Resettled refugees currently living in Cambridgeshire come largely from Syria, Iraq, Sudan and Afghanistan, with increasing numbers arriving from Ukraine. Their needs are diverse, and influenced by their experiences in their home country, their transition experience, and their experience upon arrival in the UK. Some arrive having experienced regular dental care throughout their lives, while others will have had little or interrupted care, having spent years in refugee camps prior to arriving in our community.

Evidence from the families who we interviewed shows a clear pattern. Those that arrived prior to the outbreak of the pandemic were all helped to register with an NHS dental practice by their local authority caseworker. It is one of the core functions of the local authority under their funding agreement with central government to facilitate early access to medical services. Those arriving for resettlement since the end of 2019 have been unable to register with an NHS dentist even with the help of a local authority caseworker.

Families that are not registered with a dental practice report more severe dental problems than those who are registered, with (83%) of unregistered families reporting dental problems including broken teeth, persistent dental pain, bleeding gums, and tooth decay.

However, being registered with a practice does not guarantee access to dental care, and refugee families may face additional barriers to receiving timely treatment for their problems. The families we interviewed reported various barriers to accessing dental care. Common barriers include a lack of appointments, a lack of translation services, transportation issues, and the high cost of some services.

Additionally, COVID-19 interrupted routine dental care and caused some families to lose their registered status.
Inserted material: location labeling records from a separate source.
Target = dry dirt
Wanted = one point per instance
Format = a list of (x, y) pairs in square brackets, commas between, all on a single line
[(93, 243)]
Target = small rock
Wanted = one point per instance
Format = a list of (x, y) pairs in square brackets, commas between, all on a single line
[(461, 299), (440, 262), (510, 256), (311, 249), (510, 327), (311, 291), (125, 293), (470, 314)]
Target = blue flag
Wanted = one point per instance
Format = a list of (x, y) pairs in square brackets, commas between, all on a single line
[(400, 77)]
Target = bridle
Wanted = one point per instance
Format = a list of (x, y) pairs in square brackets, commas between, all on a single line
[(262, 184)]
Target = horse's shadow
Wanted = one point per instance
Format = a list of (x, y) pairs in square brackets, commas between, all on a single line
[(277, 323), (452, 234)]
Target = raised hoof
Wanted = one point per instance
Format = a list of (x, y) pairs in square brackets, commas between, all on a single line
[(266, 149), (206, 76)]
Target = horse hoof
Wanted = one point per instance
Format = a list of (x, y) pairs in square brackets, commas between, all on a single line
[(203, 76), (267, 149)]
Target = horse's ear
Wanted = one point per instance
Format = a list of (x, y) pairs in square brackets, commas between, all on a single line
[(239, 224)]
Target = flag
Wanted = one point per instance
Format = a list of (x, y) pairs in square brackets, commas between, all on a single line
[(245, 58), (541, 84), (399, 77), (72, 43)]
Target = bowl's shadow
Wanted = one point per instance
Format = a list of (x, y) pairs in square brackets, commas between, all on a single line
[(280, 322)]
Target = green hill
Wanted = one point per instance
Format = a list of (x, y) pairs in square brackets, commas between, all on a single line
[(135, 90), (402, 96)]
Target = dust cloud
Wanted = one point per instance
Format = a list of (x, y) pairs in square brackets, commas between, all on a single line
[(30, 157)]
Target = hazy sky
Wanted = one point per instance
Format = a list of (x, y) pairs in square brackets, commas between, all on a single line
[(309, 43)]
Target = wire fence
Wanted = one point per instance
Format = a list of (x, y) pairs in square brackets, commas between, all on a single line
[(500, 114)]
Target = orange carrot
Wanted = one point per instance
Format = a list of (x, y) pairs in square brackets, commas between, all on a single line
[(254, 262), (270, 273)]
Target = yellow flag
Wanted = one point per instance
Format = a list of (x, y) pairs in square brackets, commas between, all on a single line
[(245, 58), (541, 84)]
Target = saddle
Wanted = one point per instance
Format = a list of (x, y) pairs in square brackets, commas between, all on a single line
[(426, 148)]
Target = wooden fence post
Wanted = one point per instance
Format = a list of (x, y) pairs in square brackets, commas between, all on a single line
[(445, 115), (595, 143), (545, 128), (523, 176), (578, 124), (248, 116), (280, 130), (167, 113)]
Some refugees reported turning to Dental Access Centres for treatment because they were unable to get care through regular NHS dentists. However, they found Dental Access Centres were not an effective solution because they are overwhelmed by demand, and refugee families may need additional support navigating automated phone systems, with English language translation, or with transportation.

The experiences of the families supported by CRRC highlight some of the most pressing issues facing families in need of dental care in Cambridgeshire. Confronted with an inability to register with a dental practice, a lack of appointments, overwhelmed emergency services, and inadequate provisions for foreign language support, refugee families with unmet dental care needs have few options.

It is our hope that by calling attention to how the dental care crisis affects resettling refugee families in our community that we can assist those responsible in bringing about changes to improve the system for everyone.